Peldirion grunted and adjusted the sling that held his right arm.
Halethon craned his neck to get a better look at the man. Peldirion moved his chair closer. “I’m… I apologize for what I said before.”
“What part?” He didn’t mean for it to sound as harsh as it did, but he wasn’t all that sorry.
Halethon frowned and looked down over his immobile form. “When… For saying it’s a good thing you don’t have any more brothers left for this one to sleep with.”
Peldirion studied the young man, his dark blue eyes nearly black. “You will never compare her to Lothiel. Unless it is to praise her, you will not. Not ever, do you understand me?” There was no warmth in his voice, and he was not sure what angered him more; the fact that someone would stoop so low as to compare Lalaith to Lothiel, or that it had been Halethon who’d said it.
Halethon nodded quickly, his face twisting with regret. “Yes, sir. I understand. I regretted it as soon as I’d said it. Never again. I’m… There is no excuse. I’m sorry.”
A minute passed by in silence. “How were you while I was away?”
Again Halethon’s features twisted. “I don’t… I don’t want to talk about it.”
There was something about that look that pulled at Peldirion’s core. A memory of despair, and after half a lifetime as friends, he understood that fleeting expression.
“You give up on me, and I’ll bring you back and beat you senseless,” said Peldirion gruffly.
Halethon squeezed his eyes shut and nodded. “It felt easier to give up,” he said weakly. “The thought of living life like this….”
“You can’t give up. After everything… You held me up for years. It’s about time I return the favor. I have new plans for you, and those plans won’t be any good without a right-hand man.”
“Well, if I can at least get full use of my arms back…”
“Full use?” Peldirion said, interrupting as he sat up in his seat.
A grin suddenly spread across Halethon’s face, it’s light banishing the gloom that had filled the room moments before. “It’s so faint I sometimes wonder if I’m imagining it. They pinch me though, the healers. Every time they come in they test and I can tell, all the way to my finger tips.”
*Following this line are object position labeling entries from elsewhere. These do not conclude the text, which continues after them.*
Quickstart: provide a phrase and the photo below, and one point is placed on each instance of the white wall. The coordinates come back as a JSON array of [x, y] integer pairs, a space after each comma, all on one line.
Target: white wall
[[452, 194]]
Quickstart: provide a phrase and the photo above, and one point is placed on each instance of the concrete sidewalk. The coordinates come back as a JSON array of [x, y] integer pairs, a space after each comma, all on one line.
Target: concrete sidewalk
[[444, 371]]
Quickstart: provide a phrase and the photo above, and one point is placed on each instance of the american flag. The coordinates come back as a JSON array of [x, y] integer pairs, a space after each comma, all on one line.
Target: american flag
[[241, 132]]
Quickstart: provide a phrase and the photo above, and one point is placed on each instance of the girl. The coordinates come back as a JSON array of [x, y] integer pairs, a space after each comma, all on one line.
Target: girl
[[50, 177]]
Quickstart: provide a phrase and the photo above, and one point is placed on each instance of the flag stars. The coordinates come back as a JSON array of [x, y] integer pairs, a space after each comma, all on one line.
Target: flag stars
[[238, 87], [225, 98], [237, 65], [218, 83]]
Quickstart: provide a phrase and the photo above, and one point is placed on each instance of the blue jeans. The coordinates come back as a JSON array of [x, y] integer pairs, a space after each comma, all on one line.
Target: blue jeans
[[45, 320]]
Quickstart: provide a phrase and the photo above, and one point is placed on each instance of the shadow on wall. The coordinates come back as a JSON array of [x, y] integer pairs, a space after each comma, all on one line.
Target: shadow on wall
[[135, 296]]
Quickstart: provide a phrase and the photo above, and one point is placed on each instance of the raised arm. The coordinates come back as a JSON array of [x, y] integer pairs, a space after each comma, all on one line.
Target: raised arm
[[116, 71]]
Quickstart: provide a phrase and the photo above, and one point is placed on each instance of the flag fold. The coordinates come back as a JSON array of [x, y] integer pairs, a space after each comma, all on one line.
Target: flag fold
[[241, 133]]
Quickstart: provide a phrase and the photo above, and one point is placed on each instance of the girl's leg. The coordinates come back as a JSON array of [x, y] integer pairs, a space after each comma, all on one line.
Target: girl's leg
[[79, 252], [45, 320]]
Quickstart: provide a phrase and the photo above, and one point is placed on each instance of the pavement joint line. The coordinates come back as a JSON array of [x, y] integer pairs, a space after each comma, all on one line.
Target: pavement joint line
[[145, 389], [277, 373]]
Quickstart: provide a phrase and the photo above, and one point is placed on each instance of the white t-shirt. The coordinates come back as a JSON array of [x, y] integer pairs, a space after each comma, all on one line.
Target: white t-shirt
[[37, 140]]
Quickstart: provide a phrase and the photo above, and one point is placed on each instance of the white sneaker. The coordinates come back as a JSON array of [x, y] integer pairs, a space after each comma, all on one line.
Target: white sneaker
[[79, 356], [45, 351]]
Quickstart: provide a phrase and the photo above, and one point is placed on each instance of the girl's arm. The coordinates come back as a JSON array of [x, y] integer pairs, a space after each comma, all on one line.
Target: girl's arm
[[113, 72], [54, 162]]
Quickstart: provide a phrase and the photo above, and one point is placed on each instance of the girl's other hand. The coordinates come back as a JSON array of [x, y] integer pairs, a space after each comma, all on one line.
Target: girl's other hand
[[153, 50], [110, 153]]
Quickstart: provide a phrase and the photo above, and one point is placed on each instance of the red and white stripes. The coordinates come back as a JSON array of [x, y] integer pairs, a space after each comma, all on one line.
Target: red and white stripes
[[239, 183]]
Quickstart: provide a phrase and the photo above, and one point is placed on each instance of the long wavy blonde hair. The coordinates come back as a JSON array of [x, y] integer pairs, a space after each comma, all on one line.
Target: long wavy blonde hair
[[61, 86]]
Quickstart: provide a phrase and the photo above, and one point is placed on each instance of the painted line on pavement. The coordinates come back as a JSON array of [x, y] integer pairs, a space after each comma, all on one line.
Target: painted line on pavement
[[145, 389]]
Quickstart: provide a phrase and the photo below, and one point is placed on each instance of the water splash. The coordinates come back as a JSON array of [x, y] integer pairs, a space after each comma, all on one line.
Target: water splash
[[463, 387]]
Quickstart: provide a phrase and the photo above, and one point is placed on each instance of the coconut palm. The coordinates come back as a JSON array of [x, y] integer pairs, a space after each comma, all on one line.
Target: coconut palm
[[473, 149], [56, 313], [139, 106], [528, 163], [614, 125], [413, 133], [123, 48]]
Relief washed over Peldirion like a wave, and for a moment he wondered if he would start crying. So many bloody emotions in one day would surely be the death of him. “What do they say?”
Halethon rolled his head as if he might have shrugged his shoulders. “It will be a lot of work.”
“We expected that, though. It’s never stopped us before.”
“You can’t work with me all the time, Peldirion. If you do, you won’t have daylight to do anything else.”
Peldirion sniffed and a wry smile lit his features. “You let me worry about that. Ferris will be running my errands from now on so that will help.”
Halethon’s eyebrows rose. “Ferris? Don’t tell him that it might suit him better than a shield, but…” His voice trailed off and an amused smirk replaced the look of confusion. “Did he see…?”
“There was nothing to see,” said Peldirion briskly, shooting Halethon a half-hearted warning glance. “But, yes. Ferris has been, to some extent, assimilated into our little council.
“And what of these new plans? How are you going to get by with a cripple as your right hand?”
Peldirion grinned, and leaned forward to rest his good elbow on his knee. “Where should I start?”